Z have come out swinging in terms of their position regarding the draft fuel report. http://nzx-prod-s7fsd7f98s.s3-websit...992/307703.pdf
A very brief skim read, (sorry don't have any more time today than that) would tend to indicate Z have conceded some change in key area's is needed including wholesale fuel arrangements.

As stated last week, I suspect there is more to come from retail margin pressure and Govt regulatory pressure than what has already been provided for in the $60m downgrade. Further, the commercial effect of any ground that ZEL may have conceded in their submission is yet to make itself apparent in lower profits going forward.
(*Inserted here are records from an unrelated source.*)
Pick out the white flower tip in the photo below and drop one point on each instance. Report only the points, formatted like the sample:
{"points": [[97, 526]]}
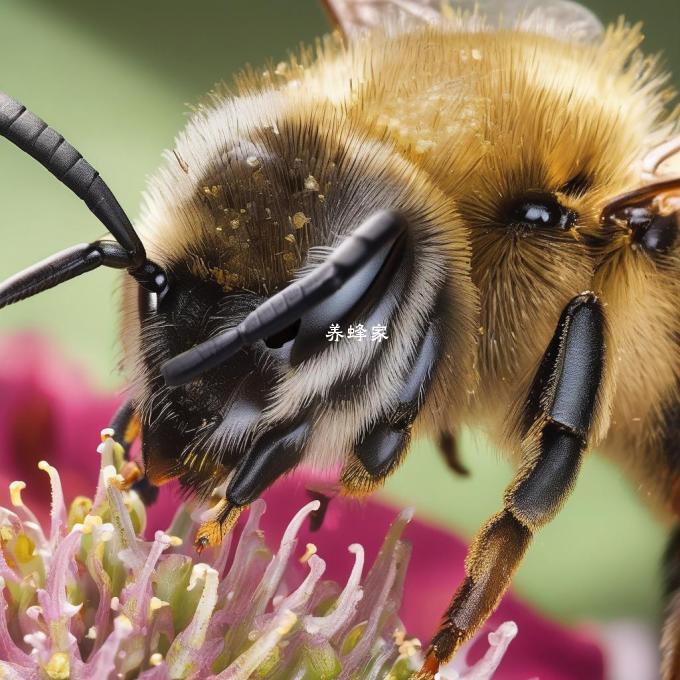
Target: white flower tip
{"points": [[286, 623], [310, 549], [34, 612], [106, 433], [15, 489], [59, 666], [167, 539], [89, 524], [108, 473]]}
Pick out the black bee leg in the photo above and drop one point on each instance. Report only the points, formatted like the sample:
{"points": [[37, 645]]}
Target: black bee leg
{"points": [[276, 452], [448, 446], [557, 423], [670, 639], [381, 449], [317, 517], [126, 427]]}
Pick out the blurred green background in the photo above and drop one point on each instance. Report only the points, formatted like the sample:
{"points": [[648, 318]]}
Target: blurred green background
{"points": [[115, 79]]}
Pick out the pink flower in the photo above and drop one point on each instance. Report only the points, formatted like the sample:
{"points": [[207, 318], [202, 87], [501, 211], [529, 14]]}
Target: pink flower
{"points": [[44, 398]]}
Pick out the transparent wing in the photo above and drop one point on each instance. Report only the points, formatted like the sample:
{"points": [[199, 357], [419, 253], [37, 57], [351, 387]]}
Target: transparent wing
{"points": [[559, 18]]}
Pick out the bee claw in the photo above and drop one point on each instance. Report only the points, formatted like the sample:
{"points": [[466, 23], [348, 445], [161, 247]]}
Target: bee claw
{"points": [[211, 533]]}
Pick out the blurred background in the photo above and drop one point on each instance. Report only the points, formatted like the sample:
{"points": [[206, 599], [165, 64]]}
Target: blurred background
{"points": [[115, 79]]}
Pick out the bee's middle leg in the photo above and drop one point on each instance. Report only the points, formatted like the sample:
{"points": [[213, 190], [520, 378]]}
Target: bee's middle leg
{"points": [[127, 427], [558, 415], [380, 450]]}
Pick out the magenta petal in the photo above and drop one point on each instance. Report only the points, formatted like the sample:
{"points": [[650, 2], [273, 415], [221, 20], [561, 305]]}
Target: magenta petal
{"points": [[542, 649], [45, 398]]}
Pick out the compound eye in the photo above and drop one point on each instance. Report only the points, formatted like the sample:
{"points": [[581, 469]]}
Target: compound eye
{"points": [[539, 210], [653, 232]]}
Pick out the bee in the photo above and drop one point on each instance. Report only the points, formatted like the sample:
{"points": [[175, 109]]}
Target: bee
{"points": [[498, 188]]}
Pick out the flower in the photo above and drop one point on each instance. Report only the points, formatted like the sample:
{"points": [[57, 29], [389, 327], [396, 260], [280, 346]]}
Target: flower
{"points": [[46, 398], [90, 598]]}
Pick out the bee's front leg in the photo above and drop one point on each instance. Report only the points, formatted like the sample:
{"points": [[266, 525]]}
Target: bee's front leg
{"points": [[558, 415], [127, 427]]}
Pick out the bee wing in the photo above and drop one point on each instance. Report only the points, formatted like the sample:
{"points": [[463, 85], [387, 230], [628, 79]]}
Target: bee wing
{"points": [[560, 18]]}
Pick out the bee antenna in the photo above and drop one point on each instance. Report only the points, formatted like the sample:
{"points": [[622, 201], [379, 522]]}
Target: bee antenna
{"points": [[32, 135], [290, 304]]}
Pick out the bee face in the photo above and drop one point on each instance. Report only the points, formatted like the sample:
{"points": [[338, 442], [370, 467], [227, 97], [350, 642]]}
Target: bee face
{"points": [[452, 184], [278, 198]]}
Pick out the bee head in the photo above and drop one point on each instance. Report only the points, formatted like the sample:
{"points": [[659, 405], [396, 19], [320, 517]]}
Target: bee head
{"points": [[315, 279]]}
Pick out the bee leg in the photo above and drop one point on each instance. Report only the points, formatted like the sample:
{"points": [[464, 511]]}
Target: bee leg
{"points": [[127, 427], [449, 450], [670, 639], [560, 409], [324, 496], [276, 452], [382, 447]]}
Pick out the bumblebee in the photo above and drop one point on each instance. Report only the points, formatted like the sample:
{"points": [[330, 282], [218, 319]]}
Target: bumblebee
{"points": [[493, 186]]}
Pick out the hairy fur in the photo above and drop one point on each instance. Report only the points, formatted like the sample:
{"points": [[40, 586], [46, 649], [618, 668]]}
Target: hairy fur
{"points": [[452, 121]]}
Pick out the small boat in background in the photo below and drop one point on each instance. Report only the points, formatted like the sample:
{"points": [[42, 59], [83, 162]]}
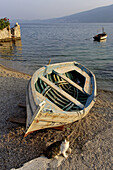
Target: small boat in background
{"points": [[59, 94], [101, 36]]}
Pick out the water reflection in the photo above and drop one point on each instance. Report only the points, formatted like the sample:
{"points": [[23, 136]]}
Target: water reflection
{"points": [[10, 49]]}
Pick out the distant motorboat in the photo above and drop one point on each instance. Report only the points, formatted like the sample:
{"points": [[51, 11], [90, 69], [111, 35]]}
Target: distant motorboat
{"points": [[101, 36]]}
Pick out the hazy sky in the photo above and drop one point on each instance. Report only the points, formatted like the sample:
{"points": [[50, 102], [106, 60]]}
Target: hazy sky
{"points": [[44, 9]]}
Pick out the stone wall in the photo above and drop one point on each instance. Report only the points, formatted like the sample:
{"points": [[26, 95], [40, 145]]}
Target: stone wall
{"points": [[5, 34], [8, 34]]}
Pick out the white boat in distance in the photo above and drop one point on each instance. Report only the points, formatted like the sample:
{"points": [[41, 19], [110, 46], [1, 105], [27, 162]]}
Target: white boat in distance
{"points": [[59, 94]]}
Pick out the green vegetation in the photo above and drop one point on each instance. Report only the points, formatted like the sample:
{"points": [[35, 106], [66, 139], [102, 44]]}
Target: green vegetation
{"points": [[4, 22]]}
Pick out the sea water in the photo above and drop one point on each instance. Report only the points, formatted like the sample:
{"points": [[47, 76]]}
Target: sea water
{"points": [[62, 42]]}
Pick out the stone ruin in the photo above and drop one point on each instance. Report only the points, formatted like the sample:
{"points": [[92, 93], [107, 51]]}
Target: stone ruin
{"points": [[9, 34]]}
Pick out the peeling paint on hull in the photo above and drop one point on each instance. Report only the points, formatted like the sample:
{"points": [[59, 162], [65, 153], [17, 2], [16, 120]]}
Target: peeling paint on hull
{"points": [[59, 94]]}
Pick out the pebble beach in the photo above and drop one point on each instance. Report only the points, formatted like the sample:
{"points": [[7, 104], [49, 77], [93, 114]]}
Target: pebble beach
{"points": [[91, 141]]}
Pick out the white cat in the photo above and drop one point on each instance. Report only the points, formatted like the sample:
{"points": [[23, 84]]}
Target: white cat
{"points": [[58, 148]]}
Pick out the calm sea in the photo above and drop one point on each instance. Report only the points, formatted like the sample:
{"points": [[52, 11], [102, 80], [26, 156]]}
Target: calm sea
{"points": [[60, 43]]}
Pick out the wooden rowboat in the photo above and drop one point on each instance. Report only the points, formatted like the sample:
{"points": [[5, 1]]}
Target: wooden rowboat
{"points": [[101, 36], [59, 94]]}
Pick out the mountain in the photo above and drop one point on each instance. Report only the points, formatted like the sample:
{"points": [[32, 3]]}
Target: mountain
{"points": [[97, 15], [101, 14]]}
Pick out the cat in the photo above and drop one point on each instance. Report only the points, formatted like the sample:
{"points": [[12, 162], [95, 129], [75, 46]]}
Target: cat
{"points": [[57, 148]]}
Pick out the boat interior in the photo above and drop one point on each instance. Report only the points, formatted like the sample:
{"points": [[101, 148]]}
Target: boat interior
{"points": [[64, 90]]}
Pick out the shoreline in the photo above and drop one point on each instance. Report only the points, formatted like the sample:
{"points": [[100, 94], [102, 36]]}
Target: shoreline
{"points": [[91, 142]]}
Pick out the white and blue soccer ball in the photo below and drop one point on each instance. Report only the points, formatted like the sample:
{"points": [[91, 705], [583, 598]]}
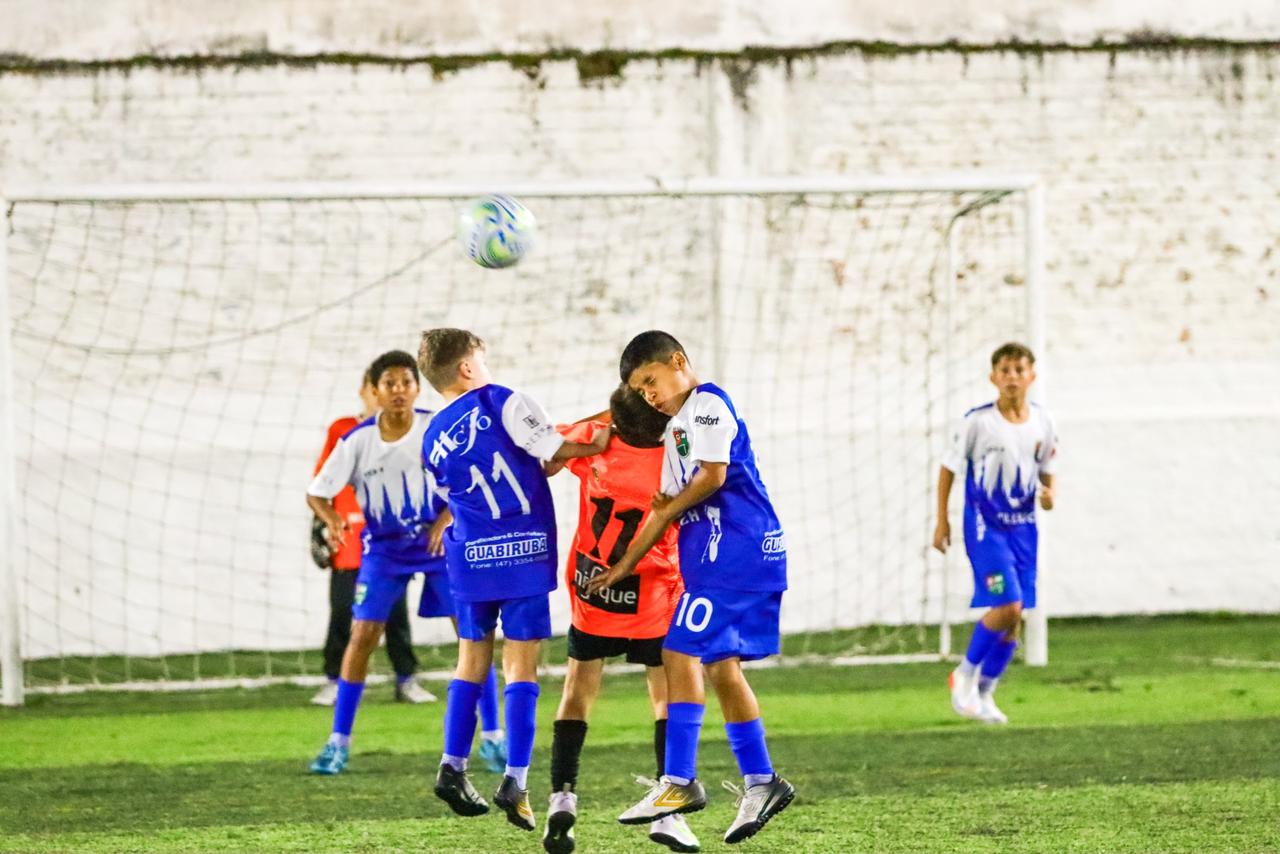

More here http://www.sharechat.co.nz/article/2...uel-reporthtml
I agree, this squeeze may just be the beginning. Margins must have been high for the last few years. How could the entrance of new players be explained otherwise?

So for now living with a big mistake - 1253 shares at 6.54 - but margins can only go so low. The question is how low?
The Com Com reckons margins should come closer to a 8.3% return on cost of capital. Z is ranking at 23%. So somewhere in there is a point where Z becomes an attractive buy.